[Book Opinion] [INDONESIAN] A Tale Dark & Grimm – Adam Gidwitz

IMG_20150207_222359February Reading Challenge :

A Book written by someone under 30 – Adam Gidwitz, menurut wikipedia, mempublikasikan buku ini pada tahun 2010, sementara ia lahir pada tahun 1982; yang menjadikannya berumur 28 tahun saat mempublikasikan A Tale Dark & Grimm.
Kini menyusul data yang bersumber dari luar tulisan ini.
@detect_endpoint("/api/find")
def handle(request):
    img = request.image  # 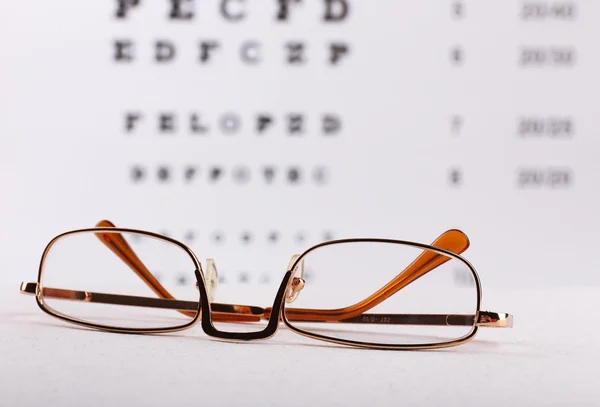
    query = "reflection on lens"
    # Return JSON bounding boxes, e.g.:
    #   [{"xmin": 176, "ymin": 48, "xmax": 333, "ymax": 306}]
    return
[
  {"xmin": 41, "ymin": 231, "xmax": 199, "ymax": 329},
  {"xmin": 285, "ymin": 241, "xmax": 478, "ymax": 345}
]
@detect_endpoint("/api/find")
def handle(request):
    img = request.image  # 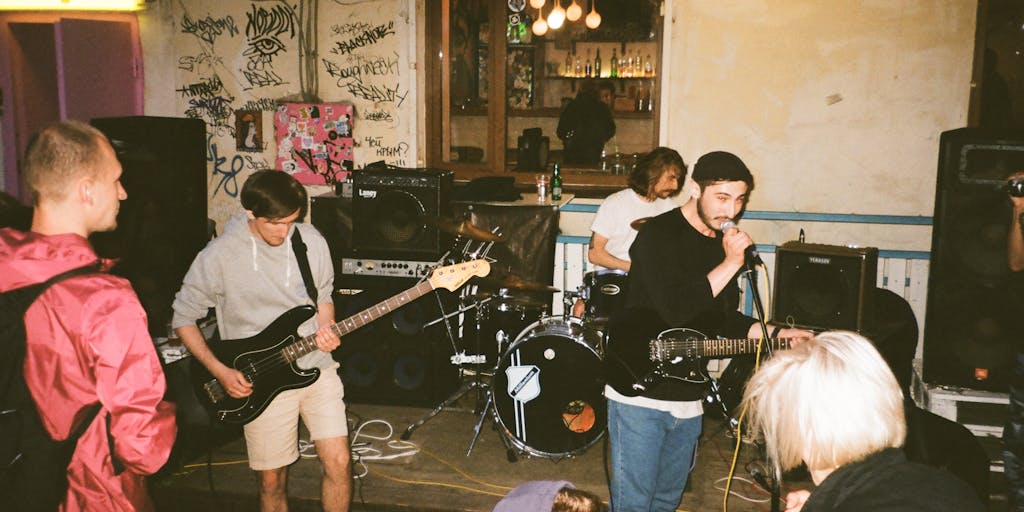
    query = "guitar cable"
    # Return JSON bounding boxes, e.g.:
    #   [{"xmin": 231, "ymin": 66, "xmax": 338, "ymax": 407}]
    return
[{"xmin": 722, "ymin": 261, "xmax": 774, "ymax": 512}]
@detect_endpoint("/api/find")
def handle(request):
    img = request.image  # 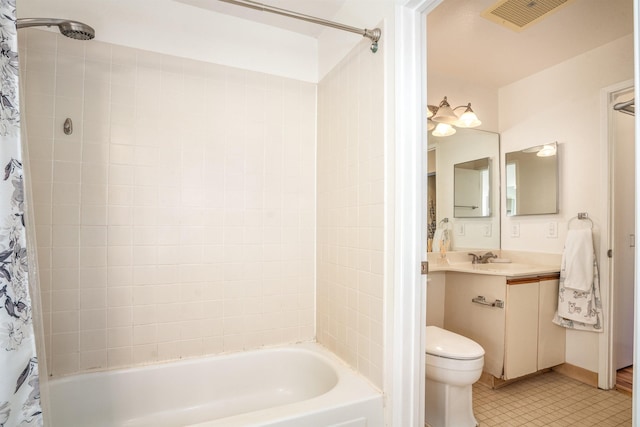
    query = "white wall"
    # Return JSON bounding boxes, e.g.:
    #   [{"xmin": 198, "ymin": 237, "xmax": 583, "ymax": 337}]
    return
[{"xmin": 499, "ymin": 36, "xmax": 633, "ymax": 371}]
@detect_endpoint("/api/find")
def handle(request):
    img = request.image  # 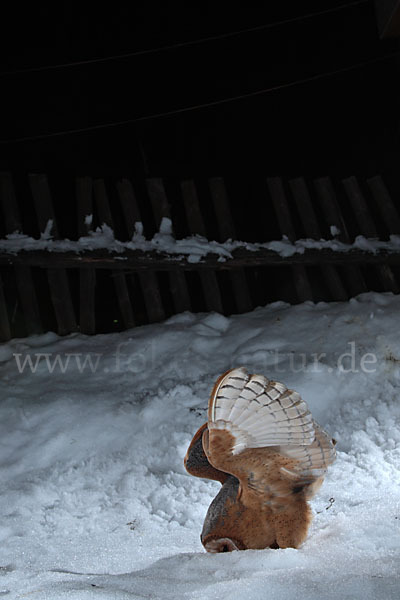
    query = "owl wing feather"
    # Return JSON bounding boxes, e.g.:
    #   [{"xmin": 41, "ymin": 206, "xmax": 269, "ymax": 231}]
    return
[{"xmin": 203, "ymin": 367, "xmax": 335, "ymax": 492}]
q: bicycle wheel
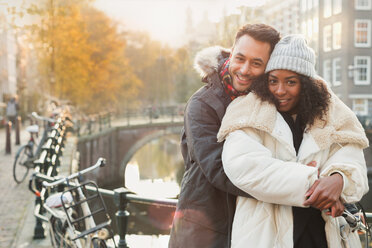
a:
[49,216,76,248]
[13,145,33,184]
[92,238,107,248]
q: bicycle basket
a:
[61,181,112,240]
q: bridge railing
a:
[75,105,184,136]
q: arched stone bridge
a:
[77,121,183,187]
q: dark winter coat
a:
[169,47,247,248]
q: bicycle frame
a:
[29,158,111,248]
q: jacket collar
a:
[194,46,230,81]
[217,93,368,153]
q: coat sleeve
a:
[185,100,250,197]
[222,128,318,207]
[320,144,368,203]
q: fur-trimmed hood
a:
[194,46,230,78]
[217,93,369,149]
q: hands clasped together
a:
[304,161,344,217]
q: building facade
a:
[316,0,372,119]
[0,13,17,102]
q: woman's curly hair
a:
[250,74,331,126]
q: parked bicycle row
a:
[13,111,72,183]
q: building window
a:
[307,0,313,10]
[333,0,342,15]
[333,22,341,49]
[323,25,332,52]
[354,19,371,47]
[323,0,332,18]
[353,99,368,116]
[307,19,313,37]
[354,56,371,85]
[301,0,307,12]
[332,58,341,86]
[355,0,371,10]
[323,59,331,85]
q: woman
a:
[218,35,368,248]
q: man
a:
[169,24,280,248]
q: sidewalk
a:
[0,123,76,248]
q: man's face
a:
[229,35,270,92]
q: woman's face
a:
[268,70,301,114]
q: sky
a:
[94,0,265,46]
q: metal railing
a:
[75,106,183,136]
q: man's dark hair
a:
[250,74,331,129]
[234,23,280,53]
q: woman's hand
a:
[304,173,344,216]
[325,199,345,217]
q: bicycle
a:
[340,203,371,248]
[13,112,56,184]
[29,158,116,248]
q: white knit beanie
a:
[265,34,316,78]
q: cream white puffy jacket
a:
[218,93,368,248]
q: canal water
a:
[105,135,184,248]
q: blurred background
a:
[0,0,372,125]
[0,0,372,246]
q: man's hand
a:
[325,200,345,217]
[304,173,344,216]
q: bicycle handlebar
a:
[31,112,56,122]
[43,158,106,187]
[342,209,366,230]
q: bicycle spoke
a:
[13,146,32,184]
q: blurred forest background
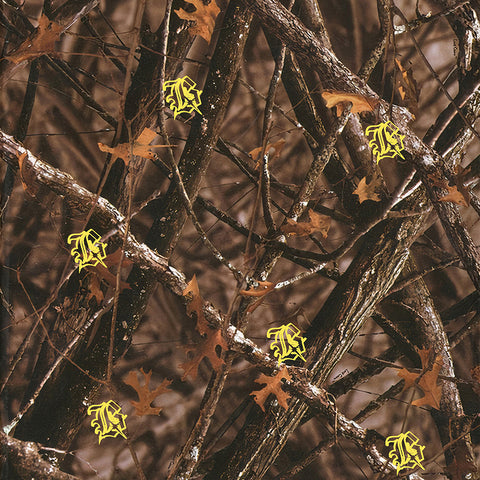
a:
[0,0,480,480]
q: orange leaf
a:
[180,328,228,380]
[395,58,418,116]
[5,14,63,64]
[250,366,292,411]
[280,209,332,238]
[17,152,39,197]
[182,275,209,335]
[322,90,378,116]
[438,185,468,207]
[98,128,169,165]
[124,368,172,417]
[398,348,443,410]
[397,368,418,391]
[240,281,276,297]
[174,0,220,43]
[353,172,382,203]
[248,138,286,170]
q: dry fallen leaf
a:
[438,185,468,207]
[180,328,228,380]
[124,368,172,417]
[322,90,378,116]
[17,153,39,197]
[248,138,286,170]
[174,0,220,43]
[5,14,63,64]
[98,128,169,165]
[395,58,418,116]
[182,275,209,335]
[353,172,382,203]
[280,208,332,238]
[398,348,443,410]
[250,366,292,411]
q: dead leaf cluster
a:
[180,275,228,380]
[353,172,382,203]
[174,0,220,43]
[250,365,292,411]
[398,348,443,410]
[5,14,63,64]
[124,368,172,417]
[322,90,379,117]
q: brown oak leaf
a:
[182,275,209,335]
[123,368,172,417]
[248,138,286,170]
[395,58,418,116]
[353,172,382,203]
[322,90,378,116]
[98,128,169,165]
[17,152,39,197]
[180,328,228,380]
[398,348,443,410]
[5,14,63,64]
[438,185,468,207]
[250,366,292,411]
[280,208,332,238]
[174,0,220,43]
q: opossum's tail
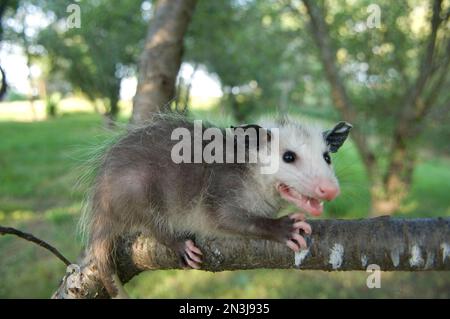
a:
[79,191,128,298]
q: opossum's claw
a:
[183,239,202,269]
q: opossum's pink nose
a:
[315,182,339,200]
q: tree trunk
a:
[131,0,196,124]
[53,217,450,299]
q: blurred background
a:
[0,0,450,298]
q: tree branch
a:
[53,217,450,299]
[0,226,72,266]
[303,0,376,179]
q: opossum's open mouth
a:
[276,183,323,216]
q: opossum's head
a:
[258,121,352,216]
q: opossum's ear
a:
[323,122,353,153]
[231,124,272,150]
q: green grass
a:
[0,113,450,298]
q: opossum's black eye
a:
[283,151,297,163]
[323,152,331,165]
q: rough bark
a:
[53,217,450,298]
[131,0,196,124]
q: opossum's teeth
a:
[276,183,323,216]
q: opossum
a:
[83,114,352,297]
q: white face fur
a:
[258,122,351,215]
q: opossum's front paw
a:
[278,213,311,252]
[180,239,203,269]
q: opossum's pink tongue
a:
[277,183,323,216]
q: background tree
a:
[0,0,19,101]
[296,0,450,214]
[40,0,150,120]
[131,0,197,124]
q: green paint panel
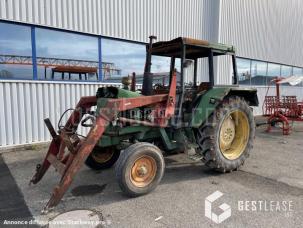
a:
[191,87,230,127]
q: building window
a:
[36,28,99,81]
[237,58,251,85]
[267,63,281,84]
[101,38,146,83]
[0,22,33,80]
[281,65,292,77]
[293,67,303,75]
[251,60,268,85]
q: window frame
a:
[0,19,303,86]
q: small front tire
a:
[115,142,165,197]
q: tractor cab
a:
[142,36,245,125]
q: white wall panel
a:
[0,81,140,147]
[219,0,303,66]
[0,0,220,80]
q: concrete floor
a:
[1,125,303,227]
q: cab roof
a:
[151,37,235,59]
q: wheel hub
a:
[219,110,250,160]
[220,118,235,148]
[130,155,157,188]
[137,165,148,177]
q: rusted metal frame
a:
[30,96,97,184]
[43,116,110,212]
[44,95,168,212]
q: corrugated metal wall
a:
[219,0,303,66]
[0,0,303,147]
[0,81,139,147]
[0,0,223,146]
[0,0,219,41]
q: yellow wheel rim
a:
[92,149,115,164]
[130,155,157,188]
[219,110,250,160]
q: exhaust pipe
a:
[142,36,157,96]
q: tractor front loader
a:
[30,37,258,212]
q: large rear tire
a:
[197,97,255,172]
[115,142,165,197]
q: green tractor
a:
[31,37,258,212]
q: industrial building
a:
[0,0,303,148]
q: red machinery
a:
[263,76,303,135]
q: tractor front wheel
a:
[115,142,165,197]
[85,146,120,170]
[197,97,255,172]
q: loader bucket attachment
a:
[30,94,175,213]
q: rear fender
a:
[191,87,259,128]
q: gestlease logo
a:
[205,191,231,224]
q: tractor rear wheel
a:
[197,97,255,172]
[85,146,120,170]
[115,142,165,197]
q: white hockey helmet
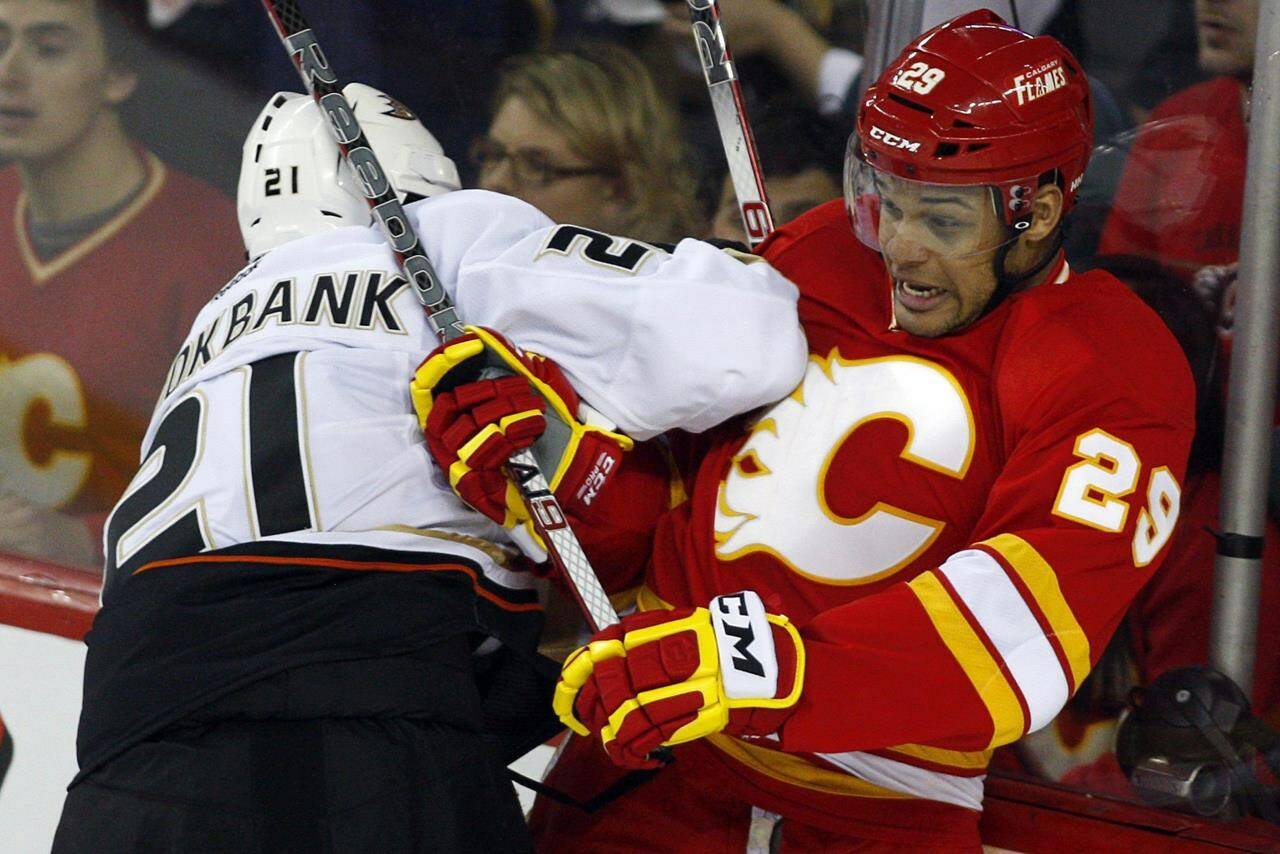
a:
[236,83,461,259]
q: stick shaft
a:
[262,0,618,630]
[686,0,773,248]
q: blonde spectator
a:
[471,45,703,241]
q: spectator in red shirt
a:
[0,0,243,565]
[1098,0,1258,279]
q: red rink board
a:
[0,554,1280,854]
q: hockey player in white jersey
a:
[55,85,805,851]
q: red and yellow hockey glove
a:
[410,326,634,540]
[553,590,804,768]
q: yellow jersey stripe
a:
[908,572,1027,749]
[979,534,1089,693]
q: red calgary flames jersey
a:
[0,154,243,524]
[640,202,1194,827]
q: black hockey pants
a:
[52,637,531,854]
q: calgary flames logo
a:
[716,352,974,584]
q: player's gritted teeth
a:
[0,106,36,131]
[893,278,947,311]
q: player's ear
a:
[102,67,138,106]
[1023,184,1062,243]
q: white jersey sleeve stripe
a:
[940,549,1070,731]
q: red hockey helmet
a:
[845,9,1093,254]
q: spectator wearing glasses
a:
[471,45,701,241]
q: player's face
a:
[0,0,132,161]
[878,175,1004,338]
[1196,0,1258,77]
[479,97,621,230]
[710,169,840,242]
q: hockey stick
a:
[686,0,773,248]
[262,0,618,631]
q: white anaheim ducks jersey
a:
[104,191,806,600]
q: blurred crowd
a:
[0,0,1280,829]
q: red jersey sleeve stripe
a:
[908,572,1027,749]
[978,534,1091,693]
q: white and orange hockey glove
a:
[553,590,805,768]
[410,326,634,547]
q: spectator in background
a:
[710,101,845,242]
[471,45,703,241]
[0,0,243,573]
[996,256,1280,795]
[1098,0,1258,279]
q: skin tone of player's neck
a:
[711,166,841,243]
[1196,0,1260,122]
[879,179,1062,338]
[479,97,623,232]
[0,0,146,223]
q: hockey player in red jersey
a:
[426,12,1194,851]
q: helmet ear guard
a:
[236,83,461,259]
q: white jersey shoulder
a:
[109,191,805,591]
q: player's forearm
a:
[781,584,995,753]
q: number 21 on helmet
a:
[236,83,461,259]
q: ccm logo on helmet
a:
[872,124,920,154]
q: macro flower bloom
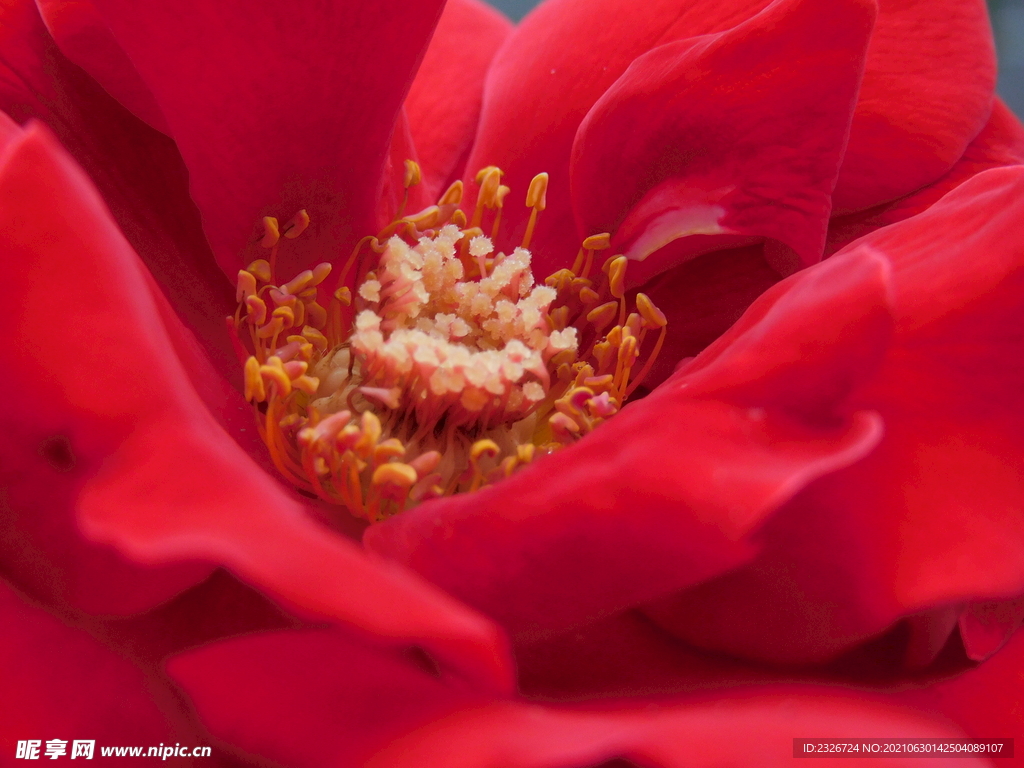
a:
[0,0,1024,768]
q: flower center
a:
[228,162,666,521]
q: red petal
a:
[366,688,989,768]
[0,127,508,686]
[36,0,168,133]
[406,0,512,198]
[365,249,889,636]
[643,246,779,389]
[959,597,1024,662]
[571,0,874,285]
[834,0,995,211]
[825,98,1024,255]
[0,582,181,760]
[466,0,768,274]
[896,632,1024,749]
[168,630,481,768]
[656,166,1024,662]
[95,0,441,279]
[0,2,238,391]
Judul Buku : A Tale Dark & Grimm
ISBN : 978-979-024-477-1

Penulis : Adam Gidwitz
Penerjemah : Khairi Rumantati
Cetakan : Pertama, Juni 2011
Penerbit : Atria
Jumlah Halaman : 224

Sebelum membaca buku ini, kuperingatkan :
Cerita ini bukan untuk anak-anak. Penyihir dengan matra keji, pemburu berdarah dingin, serta tukang roti yang memanggang anak-anak mengintip di halaman-halamannya.

Namun, jika kau berani, ikuti petualangan Hansel dan Gretel memasuki dunia penuh sihir, teror, dan sepercik kelakar yang berkilauan seperti kerikil putih di sepanjang jalannya.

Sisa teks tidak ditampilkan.